Something you don't appear to have covered is this move in the second puzzle.
- Code: Select all
*---------------------------------------------------------*
| 5 1789 136789 | 129 13789 1689 | 2789 2689 4 |
| 3689 4 36789 | 29 3789 689 | 5 1 2679 |
| 689 1789 2 | 5 4 1689 | 3 689 679 |
|-------------------+------------------+------------------|
| 23689 189 13689 | 7 129-8 5 | 1289 4 12369 |
| 2689 5 16789 | 3 *89 4 | 12789 2689 12679 |
| 4 1789 13789 | 6 129-8 *189 | 12789 5 12379 |
|-------------------+------------------+------------------|
| 189 3 89 | 4 19 2 | 6 7 5 |
| 19 2 5 | 19 6 7 | 4 3 8 |
| 7 6 4 | 8 5 3 | 129 29 19 |
*---------------------------------------------------------*
This is the diagonal equivalent of a claiming intersection : if there are 2 or 3 X's on a diagonal in the one box then X can be removed from the 6 cells in the box not on the diagonal.

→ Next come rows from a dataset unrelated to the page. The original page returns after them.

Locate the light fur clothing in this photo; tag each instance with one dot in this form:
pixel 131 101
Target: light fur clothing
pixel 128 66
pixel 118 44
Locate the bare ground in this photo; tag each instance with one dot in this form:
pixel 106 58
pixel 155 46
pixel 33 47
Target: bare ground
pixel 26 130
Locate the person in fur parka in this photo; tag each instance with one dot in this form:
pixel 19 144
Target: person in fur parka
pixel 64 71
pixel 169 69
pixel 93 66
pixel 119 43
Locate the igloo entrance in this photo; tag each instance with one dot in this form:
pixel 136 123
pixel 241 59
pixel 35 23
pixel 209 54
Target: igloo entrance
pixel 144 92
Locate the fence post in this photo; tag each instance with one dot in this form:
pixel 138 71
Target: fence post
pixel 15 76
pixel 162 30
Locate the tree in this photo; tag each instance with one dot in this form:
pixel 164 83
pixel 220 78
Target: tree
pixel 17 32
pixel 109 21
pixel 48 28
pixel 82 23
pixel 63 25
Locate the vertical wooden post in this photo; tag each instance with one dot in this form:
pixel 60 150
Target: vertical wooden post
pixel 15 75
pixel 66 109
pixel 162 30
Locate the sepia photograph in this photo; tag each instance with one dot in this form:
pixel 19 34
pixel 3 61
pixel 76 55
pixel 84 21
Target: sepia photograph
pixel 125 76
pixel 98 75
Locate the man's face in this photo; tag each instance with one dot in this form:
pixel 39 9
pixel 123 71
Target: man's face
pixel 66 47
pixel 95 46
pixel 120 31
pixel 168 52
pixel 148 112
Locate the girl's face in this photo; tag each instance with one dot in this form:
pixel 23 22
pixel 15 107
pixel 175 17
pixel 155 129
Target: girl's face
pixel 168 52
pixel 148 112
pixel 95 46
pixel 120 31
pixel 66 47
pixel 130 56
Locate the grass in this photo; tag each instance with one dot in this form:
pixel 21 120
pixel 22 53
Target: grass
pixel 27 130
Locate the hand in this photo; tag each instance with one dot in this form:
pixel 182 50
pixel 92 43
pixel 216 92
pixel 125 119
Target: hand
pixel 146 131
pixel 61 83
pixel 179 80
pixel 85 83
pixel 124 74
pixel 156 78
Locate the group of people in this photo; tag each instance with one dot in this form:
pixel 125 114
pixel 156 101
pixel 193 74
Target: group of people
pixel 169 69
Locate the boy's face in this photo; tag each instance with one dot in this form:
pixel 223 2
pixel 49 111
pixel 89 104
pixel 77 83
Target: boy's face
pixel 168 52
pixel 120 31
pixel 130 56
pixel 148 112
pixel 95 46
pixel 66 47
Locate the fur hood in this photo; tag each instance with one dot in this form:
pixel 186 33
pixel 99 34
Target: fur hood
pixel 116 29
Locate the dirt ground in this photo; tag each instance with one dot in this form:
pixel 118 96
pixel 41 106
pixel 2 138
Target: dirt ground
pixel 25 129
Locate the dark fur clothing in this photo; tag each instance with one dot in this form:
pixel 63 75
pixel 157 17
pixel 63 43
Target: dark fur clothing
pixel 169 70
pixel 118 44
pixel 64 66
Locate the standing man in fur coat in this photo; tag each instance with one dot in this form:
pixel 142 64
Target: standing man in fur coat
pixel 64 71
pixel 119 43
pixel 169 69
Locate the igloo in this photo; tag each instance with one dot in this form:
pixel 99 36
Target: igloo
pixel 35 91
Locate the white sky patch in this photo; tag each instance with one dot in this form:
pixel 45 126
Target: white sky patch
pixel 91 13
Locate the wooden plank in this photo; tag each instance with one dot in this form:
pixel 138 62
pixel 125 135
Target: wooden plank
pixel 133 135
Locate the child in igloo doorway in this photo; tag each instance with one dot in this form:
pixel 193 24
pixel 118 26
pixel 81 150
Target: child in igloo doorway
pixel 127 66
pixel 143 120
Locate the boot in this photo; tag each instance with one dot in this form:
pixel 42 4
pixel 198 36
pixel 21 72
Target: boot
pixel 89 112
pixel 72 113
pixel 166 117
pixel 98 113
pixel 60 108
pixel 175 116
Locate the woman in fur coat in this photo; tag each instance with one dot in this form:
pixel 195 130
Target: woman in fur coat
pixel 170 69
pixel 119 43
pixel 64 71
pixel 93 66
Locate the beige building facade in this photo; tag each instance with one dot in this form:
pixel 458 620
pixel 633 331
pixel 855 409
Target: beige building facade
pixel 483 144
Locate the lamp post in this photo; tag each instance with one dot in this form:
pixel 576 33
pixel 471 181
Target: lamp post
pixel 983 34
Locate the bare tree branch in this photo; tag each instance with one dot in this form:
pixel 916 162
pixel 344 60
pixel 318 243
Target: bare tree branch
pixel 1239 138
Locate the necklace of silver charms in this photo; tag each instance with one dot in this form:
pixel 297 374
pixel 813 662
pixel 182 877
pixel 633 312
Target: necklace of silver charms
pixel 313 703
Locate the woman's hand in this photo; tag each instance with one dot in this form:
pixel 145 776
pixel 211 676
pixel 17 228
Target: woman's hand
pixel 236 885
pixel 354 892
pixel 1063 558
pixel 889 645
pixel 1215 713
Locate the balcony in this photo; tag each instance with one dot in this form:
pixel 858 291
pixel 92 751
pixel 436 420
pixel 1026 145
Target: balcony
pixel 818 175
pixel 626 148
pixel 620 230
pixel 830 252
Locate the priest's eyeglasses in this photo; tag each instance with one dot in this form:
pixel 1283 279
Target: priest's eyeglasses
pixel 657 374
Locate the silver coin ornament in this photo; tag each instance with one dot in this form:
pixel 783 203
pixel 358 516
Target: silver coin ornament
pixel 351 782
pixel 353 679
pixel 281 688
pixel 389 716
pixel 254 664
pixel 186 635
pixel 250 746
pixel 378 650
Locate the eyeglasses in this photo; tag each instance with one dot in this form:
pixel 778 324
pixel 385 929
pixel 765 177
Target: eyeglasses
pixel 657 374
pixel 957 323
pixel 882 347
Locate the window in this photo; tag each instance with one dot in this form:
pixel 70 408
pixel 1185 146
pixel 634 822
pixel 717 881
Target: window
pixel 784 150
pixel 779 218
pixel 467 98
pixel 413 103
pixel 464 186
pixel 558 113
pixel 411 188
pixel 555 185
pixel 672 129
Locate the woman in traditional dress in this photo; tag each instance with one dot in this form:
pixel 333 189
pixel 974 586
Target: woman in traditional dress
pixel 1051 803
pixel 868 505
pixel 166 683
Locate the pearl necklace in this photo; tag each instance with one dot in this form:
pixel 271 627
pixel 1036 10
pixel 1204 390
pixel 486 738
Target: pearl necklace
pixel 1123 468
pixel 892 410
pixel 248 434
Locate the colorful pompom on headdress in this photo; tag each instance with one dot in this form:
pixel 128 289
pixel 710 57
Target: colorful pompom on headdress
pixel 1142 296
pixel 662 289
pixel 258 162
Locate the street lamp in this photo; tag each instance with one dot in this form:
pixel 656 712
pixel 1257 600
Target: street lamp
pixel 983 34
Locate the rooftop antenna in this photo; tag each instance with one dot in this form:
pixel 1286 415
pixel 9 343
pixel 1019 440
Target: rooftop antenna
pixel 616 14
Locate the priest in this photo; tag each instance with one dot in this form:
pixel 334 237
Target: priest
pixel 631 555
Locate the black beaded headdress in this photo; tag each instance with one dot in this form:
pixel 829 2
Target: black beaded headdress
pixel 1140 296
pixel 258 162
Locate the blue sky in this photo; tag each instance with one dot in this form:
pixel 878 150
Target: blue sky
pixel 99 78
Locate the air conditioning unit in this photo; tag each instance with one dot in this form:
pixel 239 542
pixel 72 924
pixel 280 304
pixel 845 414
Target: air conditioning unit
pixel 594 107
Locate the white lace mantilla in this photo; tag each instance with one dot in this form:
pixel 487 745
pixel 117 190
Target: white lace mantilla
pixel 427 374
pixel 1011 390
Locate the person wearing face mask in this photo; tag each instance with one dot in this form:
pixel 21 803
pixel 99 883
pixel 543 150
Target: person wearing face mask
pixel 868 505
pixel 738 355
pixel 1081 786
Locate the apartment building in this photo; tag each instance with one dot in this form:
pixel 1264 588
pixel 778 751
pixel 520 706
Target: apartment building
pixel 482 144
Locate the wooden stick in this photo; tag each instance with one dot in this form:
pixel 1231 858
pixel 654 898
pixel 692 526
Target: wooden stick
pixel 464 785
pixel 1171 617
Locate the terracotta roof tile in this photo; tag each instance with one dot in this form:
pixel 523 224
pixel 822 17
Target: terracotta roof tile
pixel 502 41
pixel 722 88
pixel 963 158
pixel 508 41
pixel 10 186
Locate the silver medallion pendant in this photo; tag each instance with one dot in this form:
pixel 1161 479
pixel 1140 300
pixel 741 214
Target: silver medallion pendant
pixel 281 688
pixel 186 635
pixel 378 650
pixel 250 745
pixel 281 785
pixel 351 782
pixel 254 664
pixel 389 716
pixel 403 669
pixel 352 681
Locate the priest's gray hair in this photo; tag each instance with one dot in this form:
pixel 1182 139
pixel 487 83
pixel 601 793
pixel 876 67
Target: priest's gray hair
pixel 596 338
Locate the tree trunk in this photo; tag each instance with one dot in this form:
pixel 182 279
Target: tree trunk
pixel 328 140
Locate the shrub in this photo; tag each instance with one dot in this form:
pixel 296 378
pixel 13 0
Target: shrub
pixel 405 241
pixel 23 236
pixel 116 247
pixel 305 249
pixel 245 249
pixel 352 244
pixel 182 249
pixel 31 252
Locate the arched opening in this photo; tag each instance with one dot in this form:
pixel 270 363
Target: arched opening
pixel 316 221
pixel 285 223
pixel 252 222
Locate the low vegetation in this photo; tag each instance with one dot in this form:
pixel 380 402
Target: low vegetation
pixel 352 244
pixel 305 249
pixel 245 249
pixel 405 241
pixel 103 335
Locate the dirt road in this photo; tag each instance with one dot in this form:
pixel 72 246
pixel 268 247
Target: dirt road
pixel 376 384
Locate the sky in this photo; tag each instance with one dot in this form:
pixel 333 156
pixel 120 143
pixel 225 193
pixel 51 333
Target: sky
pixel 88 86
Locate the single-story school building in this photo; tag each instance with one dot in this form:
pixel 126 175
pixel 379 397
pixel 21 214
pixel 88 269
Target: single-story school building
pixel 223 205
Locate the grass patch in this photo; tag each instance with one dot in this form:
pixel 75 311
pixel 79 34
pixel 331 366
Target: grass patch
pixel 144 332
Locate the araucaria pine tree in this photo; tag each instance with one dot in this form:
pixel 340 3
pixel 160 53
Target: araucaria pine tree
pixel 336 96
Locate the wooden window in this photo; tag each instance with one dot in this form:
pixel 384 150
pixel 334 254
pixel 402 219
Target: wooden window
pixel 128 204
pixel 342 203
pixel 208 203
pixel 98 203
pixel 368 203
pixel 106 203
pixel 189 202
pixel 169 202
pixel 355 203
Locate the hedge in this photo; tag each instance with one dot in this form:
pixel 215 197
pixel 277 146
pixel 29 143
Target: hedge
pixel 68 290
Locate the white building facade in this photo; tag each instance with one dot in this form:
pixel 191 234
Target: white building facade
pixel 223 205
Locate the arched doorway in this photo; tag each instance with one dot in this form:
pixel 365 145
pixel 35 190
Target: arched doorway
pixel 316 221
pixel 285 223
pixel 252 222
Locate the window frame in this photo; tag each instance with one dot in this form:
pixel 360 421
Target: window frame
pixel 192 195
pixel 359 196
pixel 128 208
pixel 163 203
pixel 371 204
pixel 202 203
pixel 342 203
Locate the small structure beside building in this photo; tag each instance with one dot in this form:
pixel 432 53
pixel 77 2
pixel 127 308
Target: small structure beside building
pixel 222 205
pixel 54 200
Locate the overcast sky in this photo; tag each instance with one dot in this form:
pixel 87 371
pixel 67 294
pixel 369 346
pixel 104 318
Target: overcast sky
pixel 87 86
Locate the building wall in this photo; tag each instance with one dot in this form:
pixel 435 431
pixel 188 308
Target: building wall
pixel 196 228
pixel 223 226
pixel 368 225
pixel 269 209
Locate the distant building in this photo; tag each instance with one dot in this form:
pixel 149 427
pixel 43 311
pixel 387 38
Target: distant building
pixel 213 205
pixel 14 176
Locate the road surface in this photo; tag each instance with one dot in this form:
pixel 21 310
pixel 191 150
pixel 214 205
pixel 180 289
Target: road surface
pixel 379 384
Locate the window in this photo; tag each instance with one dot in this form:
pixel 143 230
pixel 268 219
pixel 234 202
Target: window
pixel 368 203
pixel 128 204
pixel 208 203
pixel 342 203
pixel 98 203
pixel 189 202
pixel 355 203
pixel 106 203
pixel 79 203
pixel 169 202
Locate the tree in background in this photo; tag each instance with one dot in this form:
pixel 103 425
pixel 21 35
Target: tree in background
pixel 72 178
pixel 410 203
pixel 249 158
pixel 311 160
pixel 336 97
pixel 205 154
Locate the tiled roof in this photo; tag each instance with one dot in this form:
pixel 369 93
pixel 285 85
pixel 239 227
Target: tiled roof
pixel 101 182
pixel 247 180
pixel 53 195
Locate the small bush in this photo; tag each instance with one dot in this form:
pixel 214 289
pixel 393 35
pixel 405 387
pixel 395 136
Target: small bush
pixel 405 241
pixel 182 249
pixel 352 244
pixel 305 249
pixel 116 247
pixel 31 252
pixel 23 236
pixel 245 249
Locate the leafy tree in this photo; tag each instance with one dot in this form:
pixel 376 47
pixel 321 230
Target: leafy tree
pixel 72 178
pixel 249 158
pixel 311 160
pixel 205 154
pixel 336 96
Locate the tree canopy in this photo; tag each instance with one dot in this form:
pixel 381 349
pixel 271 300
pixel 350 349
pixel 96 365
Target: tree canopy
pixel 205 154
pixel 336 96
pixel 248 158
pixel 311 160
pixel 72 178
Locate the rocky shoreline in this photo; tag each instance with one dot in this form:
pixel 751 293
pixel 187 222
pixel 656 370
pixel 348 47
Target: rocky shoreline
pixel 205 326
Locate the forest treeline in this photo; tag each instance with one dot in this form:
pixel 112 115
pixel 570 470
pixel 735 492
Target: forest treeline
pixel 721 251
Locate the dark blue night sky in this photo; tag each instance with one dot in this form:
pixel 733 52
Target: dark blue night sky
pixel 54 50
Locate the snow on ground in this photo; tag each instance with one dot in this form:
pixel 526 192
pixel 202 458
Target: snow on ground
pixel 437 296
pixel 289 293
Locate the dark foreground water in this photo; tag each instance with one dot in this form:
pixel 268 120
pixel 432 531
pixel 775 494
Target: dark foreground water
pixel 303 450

Other possible (not substantial, but stylistic) quirks about intersections.
A. In your 1) if there is a naked or hidden pair on a diagonal, this can show up as two intersections using the same two cells but two different values.
B. It may be possible that a program looks for all intersections before reverting to singles logic. Depending on the puzzle that may speed up execution time but result in more intersections.
As I've cross posted I'll stop here.
<Edit> Re-reading the title of this thread I've realised that A and or B (to some extent) is what a human solver might do sometimes. It all depends on their experience and pattern spotting skills.
I think A happened twice for the first puzzle, so a clever human solver might have solved the puzzle with 4 less intersection moves than I said plus 2 Naked/Hidden pair moves.